Ultimately it’s about how we help our students foster empathy by cultivating the conscious evolution from a small group animal to one with a global consciousness is through establishing relationships with other cultures via the world wide web. Ehrlich states that “human beings have evolved some limits to the arousal of empathy.... the urge is particularly strong when the victims are depicted as individuals with whom one can identify rather than as anonymous individuals....”
Clearly one way is to help students forge connections with other cultures, so that the youth of these cultures can engage in meaningful and productive ways. Once students aren’t anonymous to each other, empathy soon follows. For example, I’ve personally seen this happen when my students collaborated with Inuit students in the Marshall School on the Yukon river in Alaska (here’s
a link to a podcast that documents the teachers’ collaboration and here’s a link to our
shared WikiSpaces page). My students learned how climate change is profoundly affecting the lives of their peers in Alaska, and came away with a much more personal view of this global issue. Meaningful connections like these can go a long way toward a conscious evolution.
Yet just making these connections doesn’t necessarily lead to changes in behavior. Ehrlich warns that repeated exposure to global issues, without opportunities to take action, can also lead to habituation. For instance, I’ve been involved in a collaboration with other teachers this fall on the site
Voices on the Gulf. In an except from a recent dialogue on the site, Emily, one of my students responds to a post:
However, now that we're after the fact, we can all make conscious decisions to rehabilitate and renew the Gulf. What those actions would be, I don't know--I'm in agreement with the author on this post that BP has failed to offer any real specifics as to what they're doing to fix the situation. But give me something to do in order to help, and I will do it.

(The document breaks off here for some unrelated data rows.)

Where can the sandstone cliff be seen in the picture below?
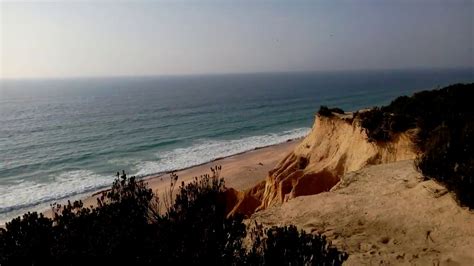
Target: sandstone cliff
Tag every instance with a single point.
(384, 215)
(336, 145)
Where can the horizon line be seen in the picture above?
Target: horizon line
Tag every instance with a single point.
(131, 76)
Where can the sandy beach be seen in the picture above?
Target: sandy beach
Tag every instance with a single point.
(240, 171)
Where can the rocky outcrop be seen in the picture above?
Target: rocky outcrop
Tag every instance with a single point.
(336, 145)
(384, 215)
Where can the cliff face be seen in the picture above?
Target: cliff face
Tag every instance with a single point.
(336, 145)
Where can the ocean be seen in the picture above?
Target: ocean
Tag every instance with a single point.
(64, 138)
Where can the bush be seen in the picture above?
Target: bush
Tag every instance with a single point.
(128, 227)
(328, 112)
(444, 119)
(288, 246)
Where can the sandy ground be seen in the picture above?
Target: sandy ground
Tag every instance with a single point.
(385, 215)
(239, 171)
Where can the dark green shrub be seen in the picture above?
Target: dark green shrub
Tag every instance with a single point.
(328, 112)
(444, 119)
(288, 246)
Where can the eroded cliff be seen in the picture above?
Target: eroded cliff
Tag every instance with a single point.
(336, 145)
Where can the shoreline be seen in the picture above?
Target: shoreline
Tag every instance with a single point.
(240, 171)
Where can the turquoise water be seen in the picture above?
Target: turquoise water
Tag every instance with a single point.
(64, 138)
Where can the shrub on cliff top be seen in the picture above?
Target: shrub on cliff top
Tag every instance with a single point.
(328, 112)
(127, 228)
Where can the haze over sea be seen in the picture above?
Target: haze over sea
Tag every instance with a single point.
(66, 137)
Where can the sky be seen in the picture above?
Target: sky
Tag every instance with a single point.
(60, 39)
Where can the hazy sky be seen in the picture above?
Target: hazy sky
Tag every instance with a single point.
(105, 38)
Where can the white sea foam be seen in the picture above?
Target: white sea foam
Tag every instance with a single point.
(207, 150)
(19, 197)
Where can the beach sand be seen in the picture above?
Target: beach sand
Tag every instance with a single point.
(240, 171)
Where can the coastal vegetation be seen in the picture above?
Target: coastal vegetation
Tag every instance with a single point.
(443, 120)
(131, 225)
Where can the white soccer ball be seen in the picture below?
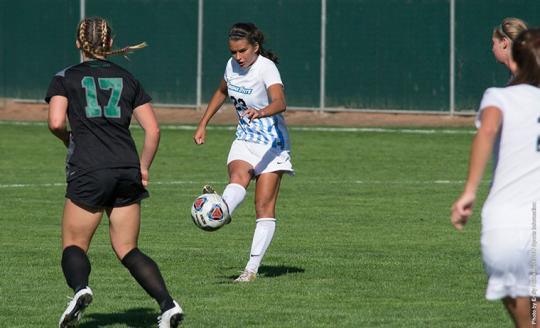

Our students know that there are problems of a global scale out there and they have the ability to connect with their peers from around the globe, but they also need to learn how to critically examine information so that they can act on knowledge and facts. This call to action by Ehrlich, coupled with Diamond’s belief in the underappreciated wisdom of native peoples makes a compelling case for fostering inclusive world-wide learning networks to deal with the global problems we’ve created.